Look at the time! And I still can't sleep.
Was watching 5episodes of "God Of Study", got tired and tried to sleep but couldn't.
It's a good show!!! Like it.
Anyway, end up blog-hopping and just thinking...
I've always been caught up by "Should I be bothered?" kindda questions. I've occassionally asked myself that regarding certain things and people.
Unknowingly, I think I've decided to do the "only be concerned about people who matters and those who appreciates".
For the past few days? Or weeks? I notice myself no longer initiating concerns to everyone, like I used to. Instead, I just read these problems or whatever it is and be notified.
Seriously, am tired of trying to be out there for people when they obviously don't have me in sight at all!!!

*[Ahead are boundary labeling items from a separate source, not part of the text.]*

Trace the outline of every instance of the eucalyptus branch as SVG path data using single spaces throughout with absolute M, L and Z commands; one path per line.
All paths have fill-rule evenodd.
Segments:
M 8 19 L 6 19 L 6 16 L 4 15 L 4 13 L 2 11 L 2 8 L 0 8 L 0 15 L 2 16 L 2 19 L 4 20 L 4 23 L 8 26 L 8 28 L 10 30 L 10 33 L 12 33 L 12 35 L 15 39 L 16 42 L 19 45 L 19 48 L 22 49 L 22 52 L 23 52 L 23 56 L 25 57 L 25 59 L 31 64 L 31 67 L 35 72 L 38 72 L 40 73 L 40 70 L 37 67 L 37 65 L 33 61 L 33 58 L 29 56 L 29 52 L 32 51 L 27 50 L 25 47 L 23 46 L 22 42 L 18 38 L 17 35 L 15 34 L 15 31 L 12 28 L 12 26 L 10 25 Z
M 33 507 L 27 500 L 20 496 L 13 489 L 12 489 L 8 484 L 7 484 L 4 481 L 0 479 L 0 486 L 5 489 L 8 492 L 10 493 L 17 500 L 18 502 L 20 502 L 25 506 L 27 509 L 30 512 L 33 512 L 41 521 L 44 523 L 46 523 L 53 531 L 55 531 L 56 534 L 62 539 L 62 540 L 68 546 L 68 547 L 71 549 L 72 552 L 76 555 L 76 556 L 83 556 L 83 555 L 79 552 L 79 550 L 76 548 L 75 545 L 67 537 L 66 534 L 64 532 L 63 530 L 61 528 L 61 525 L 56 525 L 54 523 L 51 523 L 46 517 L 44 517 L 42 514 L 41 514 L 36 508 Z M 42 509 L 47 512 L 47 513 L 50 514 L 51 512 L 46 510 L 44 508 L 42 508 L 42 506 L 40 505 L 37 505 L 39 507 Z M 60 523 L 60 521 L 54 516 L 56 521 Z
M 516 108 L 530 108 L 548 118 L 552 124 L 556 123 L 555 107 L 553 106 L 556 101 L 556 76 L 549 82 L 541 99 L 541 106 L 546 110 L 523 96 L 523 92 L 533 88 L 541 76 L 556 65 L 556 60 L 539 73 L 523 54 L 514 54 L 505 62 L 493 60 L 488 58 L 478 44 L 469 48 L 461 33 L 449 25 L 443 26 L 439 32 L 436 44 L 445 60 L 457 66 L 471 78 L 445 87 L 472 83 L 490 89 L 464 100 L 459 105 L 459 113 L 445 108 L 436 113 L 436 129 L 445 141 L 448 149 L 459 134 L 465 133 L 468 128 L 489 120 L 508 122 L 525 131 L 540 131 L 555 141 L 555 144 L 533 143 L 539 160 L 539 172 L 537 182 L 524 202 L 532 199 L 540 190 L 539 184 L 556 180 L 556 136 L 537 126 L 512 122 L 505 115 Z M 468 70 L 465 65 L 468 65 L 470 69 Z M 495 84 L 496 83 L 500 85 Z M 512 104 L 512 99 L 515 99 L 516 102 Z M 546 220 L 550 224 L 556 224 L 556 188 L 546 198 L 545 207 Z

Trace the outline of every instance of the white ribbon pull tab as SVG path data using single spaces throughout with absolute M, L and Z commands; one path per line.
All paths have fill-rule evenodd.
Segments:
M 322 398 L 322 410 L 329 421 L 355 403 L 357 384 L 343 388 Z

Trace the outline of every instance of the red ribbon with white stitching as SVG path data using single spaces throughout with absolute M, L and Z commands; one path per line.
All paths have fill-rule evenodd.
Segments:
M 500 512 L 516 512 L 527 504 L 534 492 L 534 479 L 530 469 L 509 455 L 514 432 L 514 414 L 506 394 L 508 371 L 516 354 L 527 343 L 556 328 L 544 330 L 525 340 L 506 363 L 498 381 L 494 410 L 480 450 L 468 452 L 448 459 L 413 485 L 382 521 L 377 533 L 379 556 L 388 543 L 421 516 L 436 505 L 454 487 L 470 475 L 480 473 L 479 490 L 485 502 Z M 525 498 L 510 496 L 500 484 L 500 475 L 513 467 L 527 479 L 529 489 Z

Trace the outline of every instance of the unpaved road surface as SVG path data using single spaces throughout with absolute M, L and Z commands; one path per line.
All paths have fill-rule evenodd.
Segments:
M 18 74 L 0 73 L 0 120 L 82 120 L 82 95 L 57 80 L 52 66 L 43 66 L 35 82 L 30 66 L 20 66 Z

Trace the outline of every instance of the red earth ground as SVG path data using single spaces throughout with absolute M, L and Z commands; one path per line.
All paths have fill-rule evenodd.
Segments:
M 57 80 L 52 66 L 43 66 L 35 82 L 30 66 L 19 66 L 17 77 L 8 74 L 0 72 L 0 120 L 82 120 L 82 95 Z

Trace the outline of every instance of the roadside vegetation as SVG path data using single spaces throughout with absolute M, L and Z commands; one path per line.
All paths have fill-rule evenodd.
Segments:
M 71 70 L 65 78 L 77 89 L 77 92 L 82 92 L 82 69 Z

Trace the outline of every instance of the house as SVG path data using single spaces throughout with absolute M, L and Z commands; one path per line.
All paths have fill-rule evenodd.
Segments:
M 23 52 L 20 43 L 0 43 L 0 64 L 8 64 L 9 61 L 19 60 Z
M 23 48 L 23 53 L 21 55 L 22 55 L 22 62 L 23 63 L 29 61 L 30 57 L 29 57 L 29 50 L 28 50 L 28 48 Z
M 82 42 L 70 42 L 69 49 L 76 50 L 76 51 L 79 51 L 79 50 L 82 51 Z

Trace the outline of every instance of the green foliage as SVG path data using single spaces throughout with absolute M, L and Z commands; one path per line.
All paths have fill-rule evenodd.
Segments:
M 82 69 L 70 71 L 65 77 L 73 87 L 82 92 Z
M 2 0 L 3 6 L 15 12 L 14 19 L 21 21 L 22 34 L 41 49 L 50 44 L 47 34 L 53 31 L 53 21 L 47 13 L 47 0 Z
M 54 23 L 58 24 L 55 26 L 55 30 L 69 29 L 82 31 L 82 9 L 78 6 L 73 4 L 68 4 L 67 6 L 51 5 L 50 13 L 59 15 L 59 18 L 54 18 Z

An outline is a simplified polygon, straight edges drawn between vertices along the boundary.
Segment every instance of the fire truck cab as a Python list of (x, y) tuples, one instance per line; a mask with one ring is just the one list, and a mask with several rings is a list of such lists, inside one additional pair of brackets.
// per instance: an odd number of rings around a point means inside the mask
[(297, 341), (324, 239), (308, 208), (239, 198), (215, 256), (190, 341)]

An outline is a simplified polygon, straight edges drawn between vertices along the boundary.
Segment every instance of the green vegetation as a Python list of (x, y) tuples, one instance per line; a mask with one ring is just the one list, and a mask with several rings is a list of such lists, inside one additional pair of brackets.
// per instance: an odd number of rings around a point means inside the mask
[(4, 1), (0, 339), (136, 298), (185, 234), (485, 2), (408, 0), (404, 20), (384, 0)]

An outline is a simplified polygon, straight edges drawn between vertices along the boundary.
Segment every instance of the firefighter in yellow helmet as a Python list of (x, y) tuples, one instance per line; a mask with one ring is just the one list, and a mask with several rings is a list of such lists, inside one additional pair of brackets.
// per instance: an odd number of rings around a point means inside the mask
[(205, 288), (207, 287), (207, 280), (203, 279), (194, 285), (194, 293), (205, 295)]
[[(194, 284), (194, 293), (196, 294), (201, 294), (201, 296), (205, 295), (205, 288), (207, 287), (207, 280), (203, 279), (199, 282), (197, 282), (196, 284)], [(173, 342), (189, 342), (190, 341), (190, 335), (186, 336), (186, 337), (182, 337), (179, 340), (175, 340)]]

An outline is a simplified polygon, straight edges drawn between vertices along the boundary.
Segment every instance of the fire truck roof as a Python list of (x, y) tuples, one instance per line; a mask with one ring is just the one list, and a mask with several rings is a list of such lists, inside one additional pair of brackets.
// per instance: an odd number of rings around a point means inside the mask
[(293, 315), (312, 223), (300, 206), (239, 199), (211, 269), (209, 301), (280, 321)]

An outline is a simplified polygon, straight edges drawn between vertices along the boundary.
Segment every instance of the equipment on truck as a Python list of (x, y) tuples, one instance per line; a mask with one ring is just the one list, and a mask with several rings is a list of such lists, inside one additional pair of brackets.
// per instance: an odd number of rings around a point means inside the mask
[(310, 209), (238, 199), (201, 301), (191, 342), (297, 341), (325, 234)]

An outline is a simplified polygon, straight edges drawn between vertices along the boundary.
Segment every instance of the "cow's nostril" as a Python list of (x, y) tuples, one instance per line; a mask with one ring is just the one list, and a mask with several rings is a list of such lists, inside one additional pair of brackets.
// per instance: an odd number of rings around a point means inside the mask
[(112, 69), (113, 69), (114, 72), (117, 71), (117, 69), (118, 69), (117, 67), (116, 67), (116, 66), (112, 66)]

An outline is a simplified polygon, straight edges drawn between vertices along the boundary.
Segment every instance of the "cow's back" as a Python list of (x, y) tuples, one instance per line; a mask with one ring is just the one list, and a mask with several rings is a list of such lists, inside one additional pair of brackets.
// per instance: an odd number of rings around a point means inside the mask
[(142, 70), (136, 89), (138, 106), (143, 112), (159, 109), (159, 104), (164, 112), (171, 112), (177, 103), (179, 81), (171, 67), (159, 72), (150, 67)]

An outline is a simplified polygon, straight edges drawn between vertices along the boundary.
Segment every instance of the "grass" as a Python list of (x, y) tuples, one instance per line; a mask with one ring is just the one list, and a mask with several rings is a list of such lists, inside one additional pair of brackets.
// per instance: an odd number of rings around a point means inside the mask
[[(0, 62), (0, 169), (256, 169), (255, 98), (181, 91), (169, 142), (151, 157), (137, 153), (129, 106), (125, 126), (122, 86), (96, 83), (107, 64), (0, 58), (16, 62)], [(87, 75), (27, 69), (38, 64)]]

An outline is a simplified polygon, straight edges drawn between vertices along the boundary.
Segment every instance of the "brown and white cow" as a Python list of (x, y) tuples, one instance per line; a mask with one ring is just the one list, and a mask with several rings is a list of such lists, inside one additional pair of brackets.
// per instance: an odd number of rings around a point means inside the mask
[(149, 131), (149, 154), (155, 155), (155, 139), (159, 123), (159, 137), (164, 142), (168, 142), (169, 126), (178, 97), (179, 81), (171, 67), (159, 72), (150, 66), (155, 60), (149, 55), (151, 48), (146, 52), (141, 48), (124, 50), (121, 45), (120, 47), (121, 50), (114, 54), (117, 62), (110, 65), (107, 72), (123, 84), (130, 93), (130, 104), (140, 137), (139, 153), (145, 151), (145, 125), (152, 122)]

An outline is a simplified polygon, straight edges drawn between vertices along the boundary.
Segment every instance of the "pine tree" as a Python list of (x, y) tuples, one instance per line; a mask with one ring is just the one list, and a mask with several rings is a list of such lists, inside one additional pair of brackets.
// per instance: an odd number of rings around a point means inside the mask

I don't like being just a friend for convenience! I rather just be acquaintance if so.
PS: I hate the J excuse. Especially when one has agreed to something; and then cancel me out because there's a last minute situation. It's okay if it's once or twice. It's no longer just coincidence when its more that twice given the fact that things are planned almost once in a bluemoon. I simply hate it.
PSPS: If you don't wanna respond, then so be it. I can no longer be bothered by any of your freaking problems anymore. Why do I even care?!
I will not be freaking bothered about anyone who's not worthy of my concern or who are not important in my life at all.
-feeling much better-
Pfft. My eyes are so dry, they hurt! T.T
Shall be back with picturesssss soon. :)
Tired - shall sleep on ang paos now! Lol.